(I hope you have your big boy pants on today because I am about to unleash another beat down on factor investing. I apologize in advance to all my colleagues in finance who love factor investing so much.)
Factor investing is all the rage these days. If you don’t know what it is, stop being such a loser and get with the times.¹ Factor investing involves allocating your portfolio to certain “factors” that have been shown to generate excess returns. The most popular factors are value, size and momentum, but there are hundreds to choose from. In the last 10 years there has been an explosion in new funds selling you excess returns in exchange for higher fees. And while it’s easy to come up with an academic theory about generating alpha the reality is that it’s very hard to create an actual fund that captures that alpha. I got to thinking about this while reading this fantastic post by Wes Gray showing that a high number of factor funds are closet index funds. The SPIVA Scorecards also strongly support this view:
Of course, the defenders of factor investing will say that most of these funds don’t implement the factors correctly. But that’s what alpha salesman always say – “those other guys just don’t do it right so pay me the high fees and give me a chance!” But the evidence clearly shows that those selling equity alpha cannot consistently generate the high returns they promise.

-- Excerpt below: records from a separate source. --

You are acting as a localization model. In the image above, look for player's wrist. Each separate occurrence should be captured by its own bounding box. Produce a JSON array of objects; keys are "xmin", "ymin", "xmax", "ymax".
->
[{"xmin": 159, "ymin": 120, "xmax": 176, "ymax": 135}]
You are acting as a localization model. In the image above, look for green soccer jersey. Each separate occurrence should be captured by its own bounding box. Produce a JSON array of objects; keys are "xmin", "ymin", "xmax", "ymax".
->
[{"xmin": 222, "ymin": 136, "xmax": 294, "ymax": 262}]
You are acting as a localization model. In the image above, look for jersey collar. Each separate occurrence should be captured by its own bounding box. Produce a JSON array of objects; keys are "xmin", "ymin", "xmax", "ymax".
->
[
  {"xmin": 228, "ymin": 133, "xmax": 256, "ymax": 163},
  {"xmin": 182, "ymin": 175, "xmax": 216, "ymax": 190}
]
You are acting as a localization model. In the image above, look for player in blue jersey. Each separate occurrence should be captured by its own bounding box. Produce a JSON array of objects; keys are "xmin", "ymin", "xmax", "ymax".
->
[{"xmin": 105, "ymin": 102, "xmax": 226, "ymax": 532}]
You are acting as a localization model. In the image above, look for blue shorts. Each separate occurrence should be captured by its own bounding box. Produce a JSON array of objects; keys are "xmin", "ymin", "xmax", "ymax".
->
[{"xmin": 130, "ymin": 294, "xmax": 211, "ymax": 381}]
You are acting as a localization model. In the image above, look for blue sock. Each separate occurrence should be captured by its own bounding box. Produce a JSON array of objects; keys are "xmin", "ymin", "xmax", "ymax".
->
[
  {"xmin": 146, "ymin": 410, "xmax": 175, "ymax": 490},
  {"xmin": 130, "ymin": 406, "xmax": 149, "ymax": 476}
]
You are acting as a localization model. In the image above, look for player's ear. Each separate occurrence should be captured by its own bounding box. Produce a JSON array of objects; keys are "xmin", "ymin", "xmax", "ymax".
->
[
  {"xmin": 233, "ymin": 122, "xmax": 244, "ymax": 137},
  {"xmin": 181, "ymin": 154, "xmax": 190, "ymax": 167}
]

This makes absolute sense. A stock is just a claim on a corporation’s cash flows. Corporations will appear different at different stages in their lives, but it’s very difficult to build a diversified portfolio of stocks and know whether you own the corporations that are actually “growth” or “value” or whatever. This is why market cap weighted asset allocation works so well – you take the guesswork out of the equation. You don’t need to pick which factors are the best or the worst because you own them all. That’s the beauty of diversification. You don’t need to own the best stuff. You just need to own enough of the best stuff to generate good results. All the while you’re saving bigly on fees which is where the real excess return comes from relative to high fee funds.